Like the generation before, the new generation of activists will also struggle against difficult odds. One such activist who paid the highest price was journalist Suna Venter. Threats, harassment, intimidation and attempted murder ultimately led to a heart condition and Venter’s death. She was an example of a principled and courageous activist. Her passing should encourage new forms of activism in response to the growing threats in our country.
In 1996, former president Nelson Mandela spoke at the Cape Town Press Club’s 21st anniversary and noted: “The media fraternity is more than just a critical observer of history in the making. At least in our young democracy, it contributes not merely by being a watchdog. It is a builder; it is an active participant.”
Madiba knew the importance of the press and that despite the problems in terms of transformation and reporting, “South Africa should put the freedom of its press and media at the top of its priorities as a democracy. None of our irritations with the perceived inadequacies of the media should ever allow us to suggest even faintly that the independence of the press could be compromised or coerced. A bad free press is preferable to a technically good subservient press,” he stated in 2002.
Madiba’s words should guide us as we move into particularly turbulent times. Democracy is built on institutions, values and agencies that must be protected, cultivated and transformed, yet too often we use minor criticisms to write off important aspects required to build our democracy. Our goal should be to transform institutions without delegitimising and destroying them in the process.
A critical part of our democracy that is either perceived as the last bulwark of the country or gatekeeper of privilege is the Constitution. Following our board retreat last month, the Nelson Mandela Foundation, aware of the critiques of the Constitution, was mandated to underlie our work with a sense of “constitutionalism”. For the board, the Constitution needs to be given life through our actions and our ways of being and the underlying values of the Constitution should be regarded as beyond reproach. Thus, while we may argue about the particulars of the Constitution, the elevation of justice, freedom, equality and dignity should be the foundation on which we build our country.
A nation will always be in flux and will always require constant renegotiation, dialogue and compromise, but these fundamental values should be entrenched into the social norms of the country. A failure to recognise this will ultimately lead to the failure of the creation of a South African nation and real citizenship. Instead, as we have seen, a rise in political polarisation, marginalisation, anomie and alienation has become normalised.
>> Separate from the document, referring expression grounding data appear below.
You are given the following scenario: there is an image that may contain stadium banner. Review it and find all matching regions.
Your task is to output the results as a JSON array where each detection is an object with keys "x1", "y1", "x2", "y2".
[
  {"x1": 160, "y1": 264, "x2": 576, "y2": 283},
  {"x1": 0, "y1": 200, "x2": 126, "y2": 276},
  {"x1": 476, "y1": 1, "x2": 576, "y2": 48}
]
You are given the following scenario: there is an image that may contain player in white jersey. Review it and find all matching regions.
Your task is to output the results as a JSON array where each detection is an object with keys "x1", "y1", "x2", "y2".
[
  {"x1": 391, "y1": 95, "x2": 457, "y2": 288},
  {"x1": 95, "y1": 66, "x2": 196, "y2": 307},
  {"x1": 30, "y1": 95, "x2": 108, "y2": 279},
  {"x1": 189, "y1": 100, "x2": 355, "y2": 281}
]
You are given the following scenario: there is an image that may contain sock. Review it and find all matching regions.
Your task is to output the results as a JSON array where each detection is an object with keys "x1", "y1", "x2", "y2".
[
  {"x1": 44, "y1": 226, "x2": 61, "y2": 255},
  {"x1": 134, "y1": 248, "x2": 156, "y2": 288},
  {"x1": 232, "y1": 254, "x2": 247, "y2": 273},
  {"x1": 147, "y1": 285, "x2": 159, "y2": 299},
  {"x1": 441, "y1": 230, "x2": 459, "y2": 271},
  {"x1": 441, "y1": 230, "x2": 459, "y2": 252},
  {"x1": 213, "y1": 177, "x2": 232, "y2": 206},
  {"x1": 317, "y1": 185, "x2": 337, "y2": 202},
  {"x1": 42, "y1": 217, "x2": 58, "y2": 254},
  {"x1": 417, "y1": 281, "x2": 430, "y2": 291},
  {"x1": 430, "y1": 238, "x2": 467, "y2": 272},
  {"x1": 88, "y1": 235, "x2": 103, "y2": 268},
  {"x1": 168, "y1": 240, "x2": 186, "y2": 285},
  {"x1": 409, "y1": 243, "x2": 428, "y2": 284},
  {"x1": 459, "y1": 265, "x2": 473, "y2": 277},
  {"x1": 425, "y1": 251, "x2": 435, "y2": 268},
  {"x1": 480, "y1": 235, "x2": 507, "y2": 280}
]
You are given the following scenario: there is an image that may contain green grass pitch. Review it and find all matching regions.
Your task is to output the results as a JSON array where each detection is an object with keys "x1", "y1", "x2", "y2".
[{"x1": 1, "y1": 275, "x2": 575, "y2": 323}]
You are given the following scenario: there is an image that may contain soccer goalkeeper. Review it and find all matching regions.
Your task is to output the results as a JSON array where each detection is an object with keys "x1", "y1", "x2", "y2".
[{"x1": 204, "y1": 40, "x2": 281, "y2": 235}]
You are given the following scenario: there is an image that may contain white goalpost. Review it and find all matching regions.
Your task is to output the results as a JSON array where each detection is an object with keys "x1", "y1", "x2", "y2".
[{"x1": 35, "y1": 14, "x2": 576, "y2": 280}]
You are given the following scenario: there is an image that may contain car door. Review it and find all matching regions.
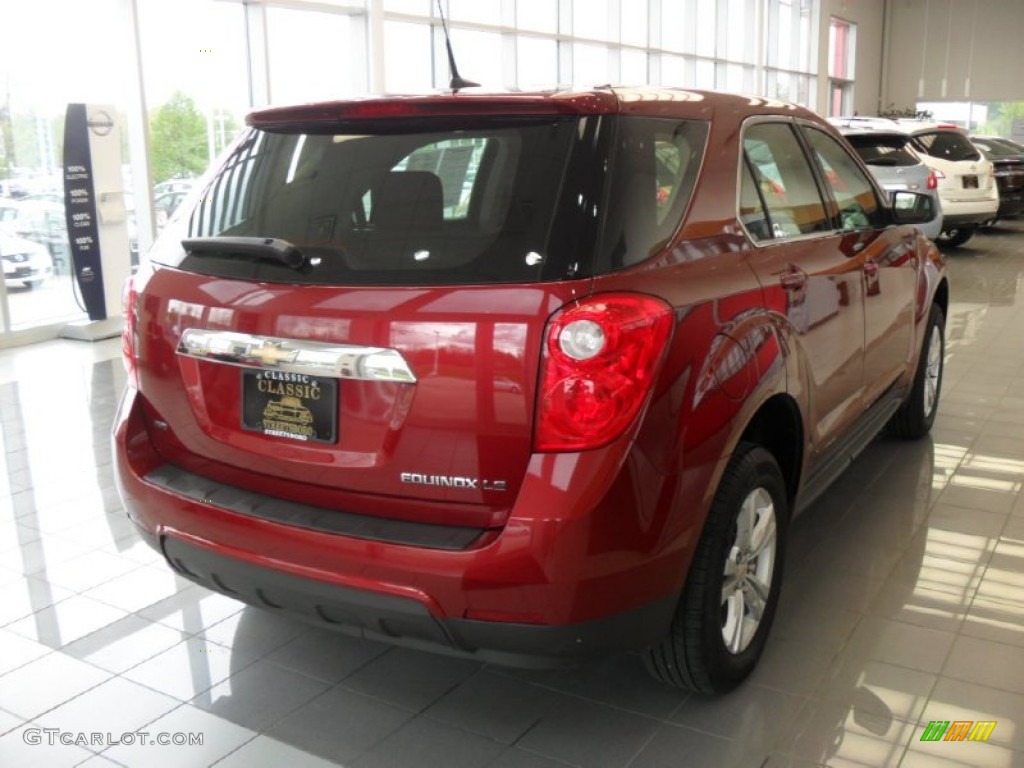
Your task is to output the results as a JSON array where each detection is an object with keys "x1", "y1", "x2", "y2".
[
  {"x1": 798, "y1": 125, "x2": 917, "y2": 410},
  {"x1": 739, "y1": 119, "x2": 867, "y2": 458}
]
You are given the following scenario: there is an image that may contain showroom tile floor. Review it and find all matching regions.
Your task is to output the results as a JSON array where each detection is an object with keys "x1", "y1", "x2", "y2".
[{"x1": 1, "y1": 223, "x2": 1024, "y2": 768}]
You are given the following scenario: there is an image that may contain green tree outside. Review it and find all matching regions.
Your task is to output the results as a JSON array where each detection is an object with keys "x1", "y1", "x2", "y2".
[
  {"x1": 978, "y1": 101, "x2": 1024, "y2": 139},
  {"x1": 149, "y1": 91, "x2": 208, "y2": 183}
]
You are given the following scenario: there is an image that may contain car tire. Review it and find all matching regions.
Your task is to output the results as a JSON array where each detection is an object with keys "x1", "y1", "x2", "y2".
[
  {"x1": 888, "y1": 303, "x2": 944, "y2": 439},
  {"x1": 936, "y1": 226, "x2": 976, "y2": 247},
  {"x1": 644, "y1": 442, "x2": 787, "y2": 693}
]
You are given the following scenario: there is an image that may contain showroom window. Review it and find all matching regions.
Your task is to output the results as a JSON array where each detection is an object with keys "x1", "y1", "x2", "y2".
[
  {"x1": 0, "y1": 0, "x2": 830, "y2": 345},
  {"x1": 0, "y1": 0, "x2": 135, "y2": 334},
  {"x1": 766, "y1": 0, "x2": 818, "y2": 108},
  {"x1": 828, "y1": 17, "x2": 856, "y2": 116}
]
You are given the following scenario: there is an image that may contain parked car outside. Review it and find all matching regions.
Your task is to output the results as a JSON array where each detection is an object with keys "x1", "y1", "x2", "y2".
[
  {"x1": 153, "y1": 178, "x2": 194, "y2": 198},
  {"x1": 114, "y1": 87, "x2": 947, "y2": 694},
  {"x1": 154, "y1": 190, "x2": 190, "y2": 230},
  {"x1": 0, "y1": 231, "x2": 54, "y2": 288},
  {"x1": 0, "y1": 197, "x2": 71, "y2": 273},
  {"x1": 970, "y1": 136, "x2": 1024, "y2": 222},
  {"x1": 837, "y1": 128, "x2": 942, "y2": 239}
]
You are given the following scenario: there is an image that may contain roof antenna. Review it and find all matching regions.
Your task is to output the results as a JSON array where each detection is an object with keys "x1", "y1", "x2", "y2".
[{"x1": 436, "y1": 0, "x2": 479, "y2": 92}]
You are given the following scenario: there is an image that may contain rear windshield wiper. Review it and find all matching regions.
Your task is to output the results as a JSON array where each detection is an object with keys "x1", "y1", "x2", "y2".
[{"x1": 181, "y1": 237, "x2": 306, "y2": 270}]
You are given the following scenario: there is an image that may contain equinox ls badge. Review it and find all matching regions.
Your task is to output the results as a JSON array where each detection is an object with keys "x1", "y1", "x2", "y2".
[{"x1": 400, "y1": 473, "x2": 507, "y2": 491}]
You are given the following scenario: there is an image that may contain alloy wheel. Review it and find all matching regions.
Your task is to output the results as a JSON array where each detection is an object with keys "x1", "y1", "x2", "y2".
[{"x1": 720, "y1": 487, "x2": 777, "y2": 654}]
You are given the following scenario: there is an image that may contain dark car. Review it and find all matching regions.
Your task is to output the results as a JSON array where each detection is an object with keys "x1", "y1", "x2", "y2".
[
  {"x1": 971, "y1": 136, "x2": 1024, "y2": 222},
  {"x1": 114, "y1": 88, "x2": 946, "y2": 694}
]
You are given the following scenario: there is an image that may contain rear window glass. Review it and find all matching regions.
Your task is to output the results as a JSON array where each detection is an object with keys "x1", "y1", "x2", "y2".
[
  {"x1": 972, "y1": 139, "x2": 1022, "y2": 159},
  {"x1": 152, "y1": 115, "x2": 708, "y2": 286},
  {"x1": 844, "y1": 134, "x2": 920, "y2": 167},
  {"x1": 911, "y1": 131, "x2": 981, "y2": 162}
]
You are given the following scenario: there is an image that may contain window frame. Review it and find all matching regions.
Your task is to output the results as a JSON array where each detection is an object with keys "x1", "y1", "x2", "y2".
[
  {"x1": 736, "y1": 117, "x2": 832, "y2": 246},
  {"x1": 736, "y1": 116, "x2": 888, "y2": 247}
]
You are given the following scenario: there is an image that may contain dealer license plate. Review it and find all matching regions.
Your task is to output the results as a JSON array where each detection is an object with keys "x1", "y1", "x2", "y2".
[{"x1": 241, "y1": 370, "x2": 338, "y2": 443}]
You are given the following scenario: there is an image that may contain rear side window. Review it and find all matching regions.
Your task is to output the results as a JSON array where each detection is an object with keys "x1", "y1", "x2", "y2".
[
  {"x1": 912, "y1": 131, "x2": 981, "y2": 162},
  {"x1": 844, "y1": 134, "x2": 919, "y2": 167},
  {"x1": 741, "y1": 123, "x2": 829, "y2": 240},
  {"x1": 154, "y1": 115, "x2": 708, "y2": 286},
  {"x1": 594, "y1": 118, "x2": 707, "y2": 271}
]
I recently had the privilege of travelling to Argentina, a country with its own tormented history. In my interactions with many Argentinians I was able to reflect on the contradictions of our country. On the one hand, I was able to see the love and admiration that many have for South Africa and that in the imagination of many across the world, South Africa represents some of the universal ideals of justice, reconciliation and freedom; while on the other hand, I noted how we have degraded ourselves and have continually dropped the bar with regard to what we find acceptable, and I was unable to justify many actions and the route our country seems to be taking.
If we are to live the Constitution and give it life, if we are to heal the wounds of the past and build a society built on dignity and freedom, we must consider that many institutions, even those that we may consider problematic, must be protected and transformed. This should not be done through slashing and burning but rather through dialogue and conscious engagement with an acceptance of social justice as an underlying condition.
The price of their demise or weakening and of working towards values that are not aspirational but based on hatred will be a price too high to pay and an insult to the memories of the liberation heroes before us.